Using these principles, scientists have found some important markers to study. One particular protein that has been identified is the Lysosome Associated Membrane Protein 1 (abbreviated LAMP-1). Studies have been performed looking for levels of this protein in those individuals known to have a LSD, and the levels have been compared to those who are unaffected (controls). In one study, approximately 70% of LSD individuals had LAMP-1 levels that were greater than the levels in 95% of control individuals. Other compounds, called saposins, have also been measured and similar results have been found. One researcher estimated that 85% of LSD individuals could be identified by combining LAMP-1 and saposin screening markers.
With this identification of possible screening markers, some researchers have proposed a tiered, or stepped, screening strategy for LSDs. In this type of system, the first tier of screening, the primary screen, would involve measuring the protein markers to identify an “at risk group.” For the group identified as “at risk,” a second tier test would be performed to identify higher levels of stored materials. A positive result on both assays, both increased protein markers and elevated specific lysosomal compounds, would need to be found before a family is referred for counseling, additional necessary testing, and therapy.
Research regarding Newborn screening for LSDs is increasing. Important questions remain both about the screening process and the testing methods. Controversy will likely continue regarding the appropriateness of screening, especially in the instance of the potential to identify individuals with a condition for which there is no currently available treatment. One may also be concerned about the impact on the parent-child relationship when a newborn is identified with a condition before symptoms of a progressive disorder are visible. The proposed screening strategy would not distinguish between different levels of severity, leaving many questions for families and health care professionals that want to choose the most appropriate treatment. Additionally, it is important to recognize that newborn screening is a state-mandated public health program and may differ significantly from state to state, in terms of available tests and follow up protocols when a positive screen is found. As a community, those whose lives have been touched by LSDs will likely continue to become more involved in the potential for newborn screening.

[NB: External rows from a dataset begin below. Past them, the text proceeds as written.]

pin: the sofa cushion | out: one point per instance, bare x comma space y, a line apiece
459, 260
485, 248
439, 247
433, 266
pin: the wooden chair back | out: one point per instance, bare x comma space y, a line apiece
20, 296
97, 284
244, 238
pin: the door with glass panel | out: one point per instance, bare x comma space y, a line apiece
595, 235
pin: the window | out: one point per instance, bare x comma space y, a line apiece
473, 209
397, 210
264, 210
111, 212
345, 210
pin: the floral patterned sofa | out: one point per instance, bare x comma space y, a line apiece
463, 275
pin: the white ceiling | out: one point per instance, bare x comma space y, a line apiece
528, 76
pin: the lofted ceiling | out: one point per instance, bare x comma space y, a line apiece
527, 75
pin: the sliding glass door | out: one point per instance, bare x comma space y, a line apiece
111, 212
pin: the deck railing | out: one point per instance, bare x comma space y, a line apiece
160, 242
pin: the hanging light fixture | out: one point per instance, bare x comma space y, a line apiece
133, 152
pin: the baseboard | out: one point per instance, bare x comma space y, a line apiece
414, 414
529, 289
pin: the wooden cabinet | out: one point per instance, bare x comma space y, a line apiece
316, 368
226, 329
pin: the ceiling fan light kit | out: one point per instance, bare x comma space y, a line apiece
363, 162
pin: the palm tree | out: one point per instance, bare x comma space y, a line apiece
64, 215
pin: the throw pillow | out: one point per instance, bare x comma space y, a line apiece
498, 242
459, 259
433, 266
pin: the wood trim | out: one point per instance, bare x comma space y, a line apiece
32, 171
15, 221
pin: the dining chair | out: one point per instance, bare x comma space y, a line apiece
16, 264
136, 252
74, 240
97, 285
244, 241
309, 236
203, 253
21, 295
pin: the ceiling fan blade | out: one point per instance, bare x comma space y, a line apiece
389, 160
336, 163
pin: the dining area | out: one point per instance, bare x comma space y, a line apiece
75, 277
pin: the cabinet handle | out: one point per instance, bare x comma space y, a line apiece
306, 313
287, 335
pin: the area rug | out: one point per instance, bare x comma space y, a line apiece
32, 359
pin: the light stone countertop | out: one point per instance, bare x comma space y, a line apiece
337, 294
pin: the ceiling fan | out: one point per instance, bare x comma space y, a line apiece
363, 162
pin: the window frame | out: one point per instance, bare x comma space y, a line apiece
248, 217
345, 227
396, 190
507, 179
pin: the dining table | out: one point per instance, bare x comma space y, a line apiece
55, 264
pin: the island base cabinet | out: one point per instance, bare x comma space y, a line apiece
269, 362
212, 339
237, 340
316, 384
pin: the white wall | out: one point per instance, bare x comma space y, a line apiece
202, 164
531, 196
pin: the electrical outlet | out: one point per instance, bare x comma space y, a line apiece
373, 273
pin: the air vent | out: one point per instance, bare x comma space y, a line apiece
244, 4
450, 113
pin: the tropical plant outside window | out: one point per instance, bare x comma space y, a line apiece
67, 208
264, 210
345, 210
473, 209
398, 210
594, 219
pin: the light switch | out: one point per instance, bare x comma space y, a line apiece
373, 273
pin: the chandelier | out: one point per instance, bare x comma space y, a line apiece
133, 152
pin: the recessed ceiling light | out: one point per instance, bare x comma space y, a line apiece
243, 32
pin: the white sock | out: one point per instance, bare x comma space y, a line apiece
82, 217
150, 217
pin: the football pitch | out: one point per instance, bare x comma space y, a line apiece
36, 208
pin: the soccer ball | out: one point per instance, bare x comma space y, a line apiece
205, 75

• Chang, M.H. et al. (2000). Saposins A, B, C, and D in plasma of patients with lysosomal storage disorders. Clinical Chemistry, 46, 167-174.
• Hua, C.T., Hopwood, J.J., Carlsson, S.R., Harris, R.J., & Meikle, P.J. (1998). Evaluation of the lysosome-associated membrane protein LAMP-2 as a marker for lysosomal storage disorders. Clinical Chemistry, 44, 2094-2102.
• Meikle, P.J. & Hopwood, J.J. (2003) Lysosomal storage disorders: emerging therapeutic options require early diagnosis. European Journal of Pediatrics, 162, S34-S37.
• Meikle, P.J., Hopwood, J.J., Clague, A.E., & Carey, W.F. (1999). Prevalence of lysosomal storage disorders. JAMA, 281, 249-254.
• Wenger, D.A., Coppola, S., & Liu, S. (2003) Insights into the diagnosis and treatment of lysosomal storage diseases. Archives of Neurology, 60, 322-328.
• Presentation: Inborn Errors of Metabolism. 3/4/04, Dr. Joseph Muenzer
• Presentation: Newborn Screening/Diagnostics. 5/22/04. Drs. R. Rodney Howell and C. Ronald Scott.
This fact sheet is not intended to replace medical advice or care. The contents of and opinions expressed in the fact sheet do not necessarily reflect the views of the National MPS Society or its membership.